To begin with, the short answer response is not an essay, so it will not contain an introductory
paragraph, body paragraph, and then a concluding paragraph. That is an essay not a short
answer response. There isn’t enough space or time for that when composing a short answer.
In essay terms, the short answer closely resembles a body paragraph, a single cluster of
information that conveys a main idea. The basic short answer response/body paragraph is
comprised of three things:
Claim, Grounds, Warrant
CLAIM
TOPIC SENTENCE. It is the first sentence and it conveys the main idea of the short answer
paragraph. It is a direct response to the short answer prompt/question. Let me repeat that: the
topic sentence directly answers the question. This sentence is the thesis/main idea of your
paragraph. (Note: If this is a body paragraph in a larger, traditional essay, this claim would
support the thesis).
Please read the following:
http://www.writingcentre.uottawa.ca/hypergrammar/partopic.html
GROUNDS
EVIDENCE. This is the concrete/factual information that you are basing your argument on. If
you are using a text to analyze like piece of literature or documents from research, this would
be a direct quote from your one of your sources.
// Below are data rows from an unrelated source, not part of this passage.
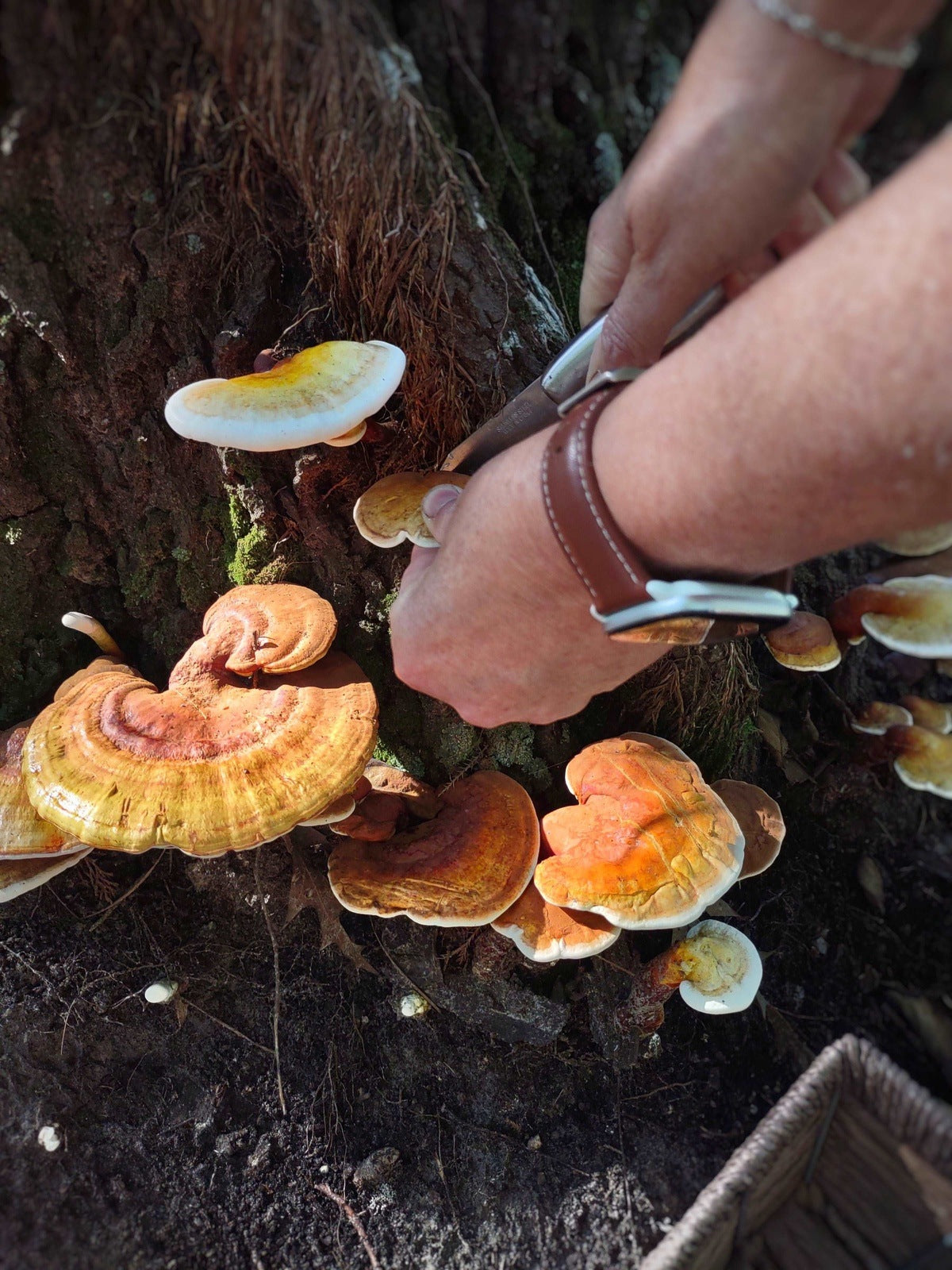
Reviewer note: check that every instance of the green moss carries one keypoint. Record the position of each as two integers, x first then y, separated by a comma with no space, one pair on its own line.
513,747
253,552
248,548
455,742
385,755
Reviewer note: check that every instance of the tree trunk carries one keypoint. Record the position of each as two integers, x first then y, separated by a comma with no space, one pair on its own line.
182,184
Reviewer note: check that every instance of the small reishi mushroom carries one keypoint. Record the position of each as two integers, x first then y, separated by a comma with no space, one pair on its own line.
908,615
914,567
213,764
545,933
321,394
390,798
18,876
879,717
920,543
805,643
923,759
391,511
95,630
935,715
463,868
716,969
761,821
651,844
277,628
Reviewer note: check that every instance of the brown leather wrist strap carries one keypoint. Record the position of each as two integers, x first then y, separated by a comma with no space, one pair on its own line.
585,529
613,572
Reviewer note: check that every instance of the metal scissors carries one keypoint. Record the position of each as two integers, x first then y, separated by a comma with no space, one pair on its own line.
554,393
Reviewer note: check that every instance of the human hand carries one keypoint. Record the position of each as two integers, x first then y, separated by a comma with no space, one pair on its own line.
495,622
743,168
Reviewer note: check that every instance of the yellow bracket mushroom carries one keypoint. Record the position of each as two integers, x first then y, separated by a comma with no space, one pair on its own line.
325,393
391,511
216,762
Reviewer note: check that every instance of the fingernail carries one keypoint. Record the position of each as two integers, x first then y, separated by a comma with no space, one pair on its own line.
438,499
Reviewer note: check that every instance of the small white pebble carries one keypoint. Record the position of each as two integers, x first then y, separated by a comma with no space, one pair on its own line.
413,1005
160,992
48,1138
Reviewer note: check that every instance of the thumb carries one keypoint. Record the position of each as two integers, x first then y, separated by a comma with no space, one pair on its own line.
438,506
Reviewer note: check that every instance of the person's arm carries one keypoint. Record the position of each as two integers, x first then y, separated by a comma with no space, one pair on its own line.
743,164
812,414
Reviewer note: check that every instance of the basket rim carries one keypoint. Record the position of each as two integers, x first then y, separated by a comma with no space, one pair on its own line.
848,1064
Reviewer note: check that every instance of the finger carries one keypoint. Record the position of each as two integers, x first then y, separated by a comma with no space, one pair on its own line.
810,217
420,560
744,277
608,252
842,183
438,506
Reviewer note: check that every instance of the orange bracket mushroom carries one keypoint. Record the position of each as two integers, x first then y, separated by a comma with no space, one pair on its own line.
389,799
277,629
215,764
761,821
651,844
545,933
908,615
325,393
876,718
935,715
23,833
391,511
463,868
805,643
923,759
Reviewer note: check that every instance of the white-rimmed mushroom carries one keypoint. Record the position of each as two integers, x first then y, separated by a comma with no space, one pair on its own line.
18,876
95,630
919,543
321,394
391,511
877,717
723,969
908,615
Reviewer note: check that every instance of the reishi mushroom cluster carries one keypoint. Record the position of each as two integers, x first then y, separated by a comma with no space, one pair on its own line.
647,845
260,729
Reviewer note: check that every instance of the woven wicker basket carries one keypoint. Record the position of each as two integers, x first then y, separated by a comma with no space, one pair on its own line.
852,1170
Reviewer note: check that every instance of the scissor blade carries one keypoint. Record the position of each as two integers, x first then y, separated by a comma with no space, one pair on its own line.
526,414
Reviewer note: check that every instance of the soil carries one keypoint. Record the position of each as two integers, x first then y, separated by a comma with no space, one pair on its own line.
493,1130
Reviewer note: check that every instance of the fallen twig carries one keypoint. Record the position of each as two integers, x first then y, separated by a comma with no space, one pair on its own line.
276,1011
221,1022
105,912
353,1219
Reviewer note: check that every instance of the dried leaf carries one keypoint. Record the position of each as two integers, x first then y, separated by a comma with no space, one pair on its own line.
873,883
770,728
932,1022
311,889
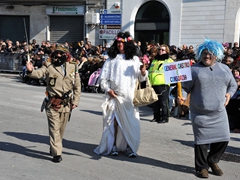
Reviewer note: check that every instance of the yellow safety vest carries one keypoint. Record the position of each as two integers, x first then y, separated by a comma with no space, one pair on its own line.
156,71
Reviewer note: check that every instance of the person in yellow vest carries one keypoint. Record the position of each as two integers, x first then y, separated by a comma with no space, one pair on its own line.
156,77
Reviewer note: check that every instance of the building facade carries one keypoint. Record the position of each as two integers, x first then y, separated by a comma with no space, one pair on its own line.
155,21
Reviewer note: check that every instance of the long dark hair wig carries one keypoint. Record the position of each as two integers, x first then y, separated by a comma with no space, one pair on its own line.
129,46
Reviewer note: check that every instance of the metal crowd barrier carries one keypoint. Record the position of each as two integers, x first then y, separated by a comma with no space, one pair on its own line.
10,62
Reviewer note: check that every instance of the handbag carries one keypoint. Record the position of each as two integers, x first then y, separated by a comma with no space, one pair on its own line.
145,96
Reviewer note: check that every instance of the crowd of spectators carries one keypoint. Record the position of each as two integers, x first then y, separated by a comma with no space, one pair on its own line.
91,57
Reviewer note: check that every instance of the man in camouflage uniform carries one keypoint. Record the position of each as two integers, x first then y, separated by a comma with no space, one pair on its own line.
63,90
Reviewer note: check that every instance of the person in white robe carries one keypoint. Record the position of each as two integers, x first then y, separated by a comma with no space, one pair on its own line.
121,121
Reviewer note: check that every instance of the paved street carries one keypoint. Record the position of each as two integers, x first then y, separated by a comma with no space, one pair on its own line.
165,153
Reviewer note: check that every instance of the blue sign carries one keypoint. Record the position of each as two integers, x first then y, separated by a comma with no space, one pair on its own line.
110,22
110,16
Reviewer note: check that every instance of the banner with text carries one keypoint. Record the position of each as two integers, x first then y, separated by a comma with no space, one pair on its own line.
179,71
108,33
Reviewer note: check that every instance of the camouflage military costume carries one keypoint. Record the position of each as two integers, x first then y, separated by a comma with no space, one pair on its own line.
61,80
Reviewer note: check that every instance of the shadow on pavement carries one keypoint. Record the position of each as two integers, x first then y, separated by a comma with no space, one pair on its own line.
231,154
84,148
If you are not using a textual source, this
would be an example.
Please read the following:
http://writingcenter.unc.edu/handouts/evidence/
http://www.massasoit.mass.edu/academic_resource_center/wwlcenter/pdf/IntegratingQuotes
.pdf
WARRANT
ANALYSIS. This is where you use reasoned logic to explain how you came to your conclusions as
a result of the grounds you provided. This is the part where you explain your point to the
reader. Some students like to think of it as the opinion part because you are telling the reader
what you think, but you wouldn’t use the phrase “In my opinion.” “In my opinion” and “I
believe” are empty phrases that don’t mean anything really. If you are making a statement and
it comes from you, readers can pretty much figure out that it is your opinion and what you
believe.
CLAIMS (topic sentences) have two components:
TOPIC
ASSERTION
Cigarette vending machines
should be outlawed.
Arthur killed Daphne
in self-defense.
All students
should be required to take computer science.
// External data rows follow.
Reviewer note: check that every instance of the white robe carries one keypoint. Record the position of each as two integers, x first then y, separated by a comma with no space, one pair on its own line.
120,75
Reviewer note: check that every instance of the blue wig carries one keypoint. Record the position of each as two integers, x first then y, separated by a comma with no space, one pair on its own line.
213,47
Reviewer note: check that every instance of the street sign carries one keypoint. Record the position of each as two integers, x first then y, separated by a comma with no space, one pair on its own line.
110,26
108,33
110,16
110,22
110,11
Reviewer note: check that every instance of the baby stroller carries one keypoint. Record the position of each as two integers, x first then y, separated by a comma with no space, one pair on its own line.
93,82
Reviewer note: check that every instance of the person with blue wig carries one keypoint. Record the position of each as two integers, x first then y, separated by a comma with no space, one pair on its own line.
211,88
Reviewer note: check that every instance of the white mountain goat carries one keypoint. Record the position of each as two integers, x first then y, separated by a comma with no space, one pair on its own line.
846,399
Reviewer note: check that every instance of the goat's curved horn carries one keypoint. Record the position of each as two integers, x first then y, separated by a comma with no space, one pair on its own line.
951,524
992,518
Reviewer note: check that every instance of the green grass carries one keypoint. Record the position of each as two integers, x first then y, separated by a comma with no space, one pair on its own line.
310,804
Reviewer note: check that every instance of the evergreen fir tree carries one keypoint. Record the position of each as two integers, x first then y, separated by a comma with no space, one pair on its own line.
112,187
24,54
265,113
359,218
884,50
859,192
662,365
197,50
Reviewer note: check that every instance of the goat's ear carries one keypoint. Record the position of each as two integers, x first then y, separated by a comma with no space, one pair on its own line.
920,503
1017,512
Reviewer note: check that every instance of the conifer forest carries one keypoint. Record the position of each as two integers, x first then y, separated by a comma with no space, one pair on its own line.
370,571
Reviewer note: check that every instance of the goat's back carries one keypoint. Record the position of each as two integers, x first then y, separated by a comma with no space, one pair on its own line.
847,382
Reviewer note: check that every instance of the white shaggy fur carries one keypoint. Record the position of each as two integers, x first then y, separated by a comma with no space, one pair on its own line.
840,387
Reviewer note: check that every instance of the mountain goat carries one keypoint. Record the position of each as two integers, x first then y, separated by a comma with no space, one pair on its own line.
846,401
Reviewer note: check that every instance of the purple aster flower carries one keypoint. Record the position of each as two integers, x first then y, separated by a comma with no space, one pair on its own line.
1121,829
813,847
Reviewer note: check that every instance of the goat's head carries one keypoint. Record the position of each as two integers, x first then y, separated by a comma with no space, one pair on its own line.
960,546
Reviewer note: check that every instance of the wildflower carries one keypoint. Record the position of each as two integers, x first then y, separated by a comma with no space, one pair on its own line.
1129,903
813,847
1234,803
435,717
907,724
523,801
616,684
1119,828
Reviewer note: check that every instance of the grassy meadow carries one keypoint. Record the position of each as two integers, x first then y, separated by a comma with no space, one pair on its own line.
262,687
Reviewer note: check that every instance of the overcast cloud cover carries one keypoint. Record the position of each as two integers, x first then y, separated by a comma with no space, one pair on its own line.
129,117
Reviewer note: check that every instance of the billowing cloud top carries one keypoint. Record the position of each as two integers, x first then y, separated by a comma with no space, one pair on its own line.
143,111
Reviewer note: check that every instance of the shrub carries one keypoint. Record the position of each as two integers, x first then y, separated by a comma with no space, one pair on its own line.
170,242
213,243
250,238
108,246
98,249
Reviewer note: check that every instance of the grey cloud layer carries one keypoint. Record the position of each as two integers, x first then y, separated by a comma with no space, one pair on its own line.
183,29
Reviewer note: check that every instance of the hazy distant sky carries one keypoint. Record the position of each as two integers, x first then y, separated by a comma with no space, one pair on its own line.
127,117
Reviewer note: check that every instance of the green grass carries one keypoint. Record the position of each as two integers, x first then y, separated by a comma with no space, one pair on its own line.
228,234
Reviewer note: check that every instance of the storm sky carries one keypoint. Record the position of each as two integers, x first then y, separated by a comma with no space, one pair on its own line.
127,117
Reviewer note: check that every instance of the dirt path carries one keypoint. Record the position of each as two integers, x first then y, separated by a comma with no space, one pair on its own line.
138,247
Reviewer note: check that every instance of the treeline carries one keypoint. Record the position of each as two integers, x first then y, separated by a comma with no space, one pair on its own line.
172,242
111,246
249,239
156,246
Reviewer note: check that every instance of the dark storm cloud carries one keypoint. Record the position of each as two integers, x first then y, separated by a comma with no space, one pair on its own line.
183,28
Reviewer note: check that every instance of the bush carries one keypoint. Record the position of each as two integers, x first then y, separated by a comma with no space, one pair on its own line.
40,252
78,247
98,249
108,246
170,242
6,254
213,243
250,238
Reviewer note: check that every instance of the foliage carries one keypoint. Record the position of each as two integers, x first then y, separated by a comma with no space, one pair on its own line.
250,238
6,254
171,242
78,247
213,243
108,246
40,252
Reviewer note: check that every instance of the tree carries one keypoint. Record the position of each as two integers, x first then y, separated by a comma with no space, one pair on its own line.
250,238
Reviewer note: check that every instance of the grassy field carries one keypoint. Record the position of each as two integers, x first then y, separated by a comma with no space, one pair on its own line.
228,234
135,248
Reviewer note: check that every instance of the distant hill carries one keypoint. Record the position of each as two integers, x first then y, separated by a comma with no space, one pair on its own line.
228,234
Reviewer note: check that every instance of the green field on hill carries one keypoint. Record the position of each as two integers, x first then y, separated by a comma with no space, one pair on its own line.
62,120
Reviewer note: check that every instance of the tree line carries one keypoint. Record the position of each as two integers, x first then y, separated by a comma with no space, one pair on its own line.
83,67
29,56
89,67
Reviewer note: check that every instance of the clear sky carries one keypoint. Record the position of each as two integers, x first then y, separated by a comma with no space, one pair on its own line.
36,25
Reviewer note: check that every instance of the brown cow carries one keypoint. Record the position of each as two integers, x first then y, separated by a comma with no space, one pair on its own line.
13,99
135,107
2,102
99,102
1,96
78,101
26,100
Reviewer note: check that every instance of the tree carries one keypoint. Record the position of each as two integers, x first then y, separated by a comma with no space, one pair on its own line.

In a traditional, formal essay, there is a main claim, the thesis, and several smaller claims, topic
sentences, that support the main claim. In a short answer response, the main claim is the only
claim because there are only one or two paragraphs that follow.
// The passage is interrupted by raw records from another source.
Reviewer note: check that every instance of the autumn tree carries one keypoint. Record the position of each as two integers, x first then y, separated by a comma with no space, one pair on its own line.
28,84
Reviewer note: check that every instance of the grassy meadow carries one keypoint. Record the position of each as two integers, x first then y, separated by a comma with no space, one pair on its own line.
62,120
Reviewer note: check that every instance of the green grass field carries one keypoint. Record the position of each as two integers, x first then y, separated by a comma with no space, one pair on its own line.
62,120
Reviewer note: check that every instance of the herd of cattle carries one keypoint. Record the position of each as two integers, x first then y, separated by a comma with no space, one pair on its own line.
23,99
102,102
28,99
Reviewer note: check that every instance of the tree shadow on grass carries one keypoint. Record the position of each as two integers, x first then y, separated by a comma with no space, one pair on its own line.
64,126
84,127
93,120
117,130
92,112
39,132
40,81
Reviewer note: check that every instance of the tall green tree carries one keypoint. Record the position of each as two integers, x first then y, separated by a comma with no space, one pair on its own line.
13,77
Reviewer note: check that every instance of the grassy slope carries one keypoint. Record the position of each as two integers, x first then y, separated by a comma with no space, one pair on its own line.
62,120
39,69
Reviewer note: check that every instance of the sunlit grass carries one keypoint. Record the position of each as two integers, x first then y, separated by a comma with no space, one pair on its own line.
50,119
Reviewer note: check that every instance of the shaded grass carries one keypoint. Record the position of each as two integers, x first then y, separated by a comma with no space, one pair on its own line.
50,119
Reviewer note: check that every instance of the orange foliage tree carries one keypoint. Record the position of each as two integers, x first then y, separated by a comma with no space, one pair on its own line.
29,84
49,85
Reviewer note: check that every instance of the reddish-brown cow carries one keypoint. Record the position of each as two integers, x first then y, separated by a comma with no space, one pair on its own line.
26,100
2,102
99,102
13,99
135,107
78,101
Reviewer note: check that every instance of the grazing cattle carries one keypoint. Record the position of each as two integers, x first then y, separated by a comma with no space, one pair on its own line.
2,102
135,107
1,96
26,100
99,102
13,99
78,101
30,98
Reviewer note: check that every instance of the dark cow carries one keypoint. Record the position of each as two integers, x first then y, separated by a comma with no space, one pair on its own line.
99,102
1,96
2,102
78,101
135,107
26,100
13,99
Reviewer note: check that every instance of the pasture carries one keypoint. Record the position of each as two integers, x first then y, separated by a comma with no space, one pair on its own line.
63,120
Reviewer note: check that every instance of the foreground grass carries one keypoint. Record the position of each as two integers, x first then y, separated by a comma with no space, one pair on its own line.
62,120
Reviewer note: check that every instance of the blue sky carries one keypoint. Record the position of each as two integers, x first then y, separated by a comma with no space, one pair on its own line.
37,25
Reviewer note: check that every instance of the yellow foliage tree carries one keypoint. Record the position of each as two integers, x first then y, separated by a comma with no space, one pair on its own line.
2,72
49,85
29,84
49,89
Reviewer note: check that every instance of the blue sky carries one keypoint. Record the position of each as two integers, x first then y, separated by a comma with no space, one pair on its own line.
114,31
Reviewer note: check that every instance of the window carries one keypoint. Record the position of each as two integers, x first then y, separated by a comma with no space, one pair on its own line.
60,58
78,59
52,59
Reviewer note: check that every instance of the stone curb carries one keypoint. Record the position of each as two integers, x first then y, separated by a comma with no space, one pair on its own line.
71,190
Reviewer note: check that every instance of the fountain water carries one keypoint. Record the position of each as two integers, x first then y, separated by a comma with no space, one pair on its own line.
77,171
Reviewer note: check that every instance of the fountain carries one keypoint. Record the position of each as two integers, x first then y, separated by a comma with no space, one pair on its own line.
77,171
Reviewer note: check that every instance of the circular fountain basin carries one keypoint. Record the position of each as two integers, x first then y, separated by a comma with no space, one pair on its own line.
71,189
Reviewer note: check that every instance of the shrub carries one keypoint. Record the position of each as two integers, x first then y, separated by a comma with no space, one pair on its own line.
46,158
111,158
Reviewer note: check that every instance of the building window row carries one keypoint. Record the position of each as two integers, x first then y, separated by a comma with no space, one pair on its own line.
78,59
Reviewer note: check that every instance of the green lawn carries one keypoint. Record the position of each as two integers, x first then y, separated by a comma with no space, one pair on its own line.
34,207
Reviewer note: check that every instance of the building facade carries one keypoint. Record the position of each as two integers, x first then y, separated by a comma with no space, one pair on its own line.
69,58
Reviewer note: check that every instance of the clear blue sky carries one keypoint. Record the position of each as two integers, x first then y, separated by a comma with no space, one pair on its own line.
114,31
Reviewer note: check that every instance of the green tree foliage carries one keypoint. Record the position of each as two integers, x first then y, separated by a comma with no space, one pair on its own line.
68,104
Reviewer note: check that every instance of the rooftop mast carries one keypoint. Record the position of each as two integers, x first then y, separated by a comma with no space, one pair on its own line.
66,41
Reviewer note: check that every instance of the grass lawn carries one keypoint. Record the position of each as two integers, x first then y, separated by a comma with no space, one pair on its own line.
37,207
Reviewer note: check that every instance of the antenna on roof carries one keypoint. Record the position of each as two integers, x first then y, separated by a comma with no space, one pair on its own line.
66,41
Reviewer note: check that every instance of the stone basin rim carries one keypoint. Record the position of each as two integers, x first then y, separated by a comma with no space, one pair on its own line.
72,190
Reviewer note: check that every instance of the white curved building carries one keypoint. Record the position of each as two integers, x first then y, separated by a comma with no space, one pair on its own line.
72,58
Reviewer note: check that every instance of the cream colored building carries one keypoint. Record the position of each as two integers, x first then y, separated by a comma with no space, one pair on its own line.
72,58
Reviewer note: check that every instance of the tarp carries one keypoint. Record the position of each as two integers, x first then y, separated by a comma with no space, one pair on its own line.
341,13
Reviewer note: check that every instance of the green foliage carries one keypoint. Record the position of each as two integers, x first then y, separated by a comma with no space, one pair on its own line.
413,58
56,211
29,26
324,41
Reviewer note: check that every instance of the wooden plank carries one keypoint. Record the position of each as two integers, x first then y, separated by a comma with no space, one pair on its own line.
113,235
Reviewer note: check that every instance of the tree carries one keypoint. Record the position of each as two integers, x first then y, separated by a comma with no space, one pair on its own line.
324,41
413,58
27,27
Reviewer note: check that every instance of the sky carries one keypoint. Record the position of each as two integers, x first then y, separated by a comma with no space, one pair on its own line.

Modified from the following:
http://sharepoint.mvla.net/teachers/StevenK/Language%20and%20Comp%20AP/Documents/AP_Exam_Preparation/Persuasive_Writing_and_
the_Warrant.pdf
Next page…
CLAIM
Sally should be class president.
GROUNDS
She is an honors student.
WARRANT
Honor students, are intelligent, so she will be able to make good decisions for
the school.
CLAIM
King Phillip deserves no loyalty.
GROUNDS
He is considered a tyrant by his people and other countries.
WARRANT
Tyrants deserve no loyalty.
CLAIM
Conservation efforts have suffered because they are not profitable.
GROUNDS
This can be seen worldwide, especially in poorer countries like in
“Ecuador [that] abandoned a pioneering conservation plan in the Amazon that
attempted to raise funds from the international community instead of drilling
for oil in a pristine corner of the Yasuni national park” (Watts).
WARRANT
When countries are faced with choice between doing something about their
state of economic decline or deforestation, they often choose the option that
will provide the most immediate results. Both problems are serious to the
health of the country, however, improving a country’s financial woes by drilling
for oil, in the case of Ecuador, makes the majority of the population satisfied in
the quickest amount of time as deforestation continues.
CLAIM
Edgar Allan Poe’s “The Cask of Amontillado” uses diction in the beginning of
the story that foreshadows the narrator’s twisted state of mind.
GROUNDS
Luchresi characterizes the carnival upstairs as “supreme madness,” that
Fortunato’s palate is comparable to other “fools,” and that he is “afflicted”
with sickness (56).
WARRANT
Although the singular use of each word is not unique in and of itself, the
particular grouping of those words, especially toward the beginning of the
story, help the reader see what state of mind Luchresi is in from the very start.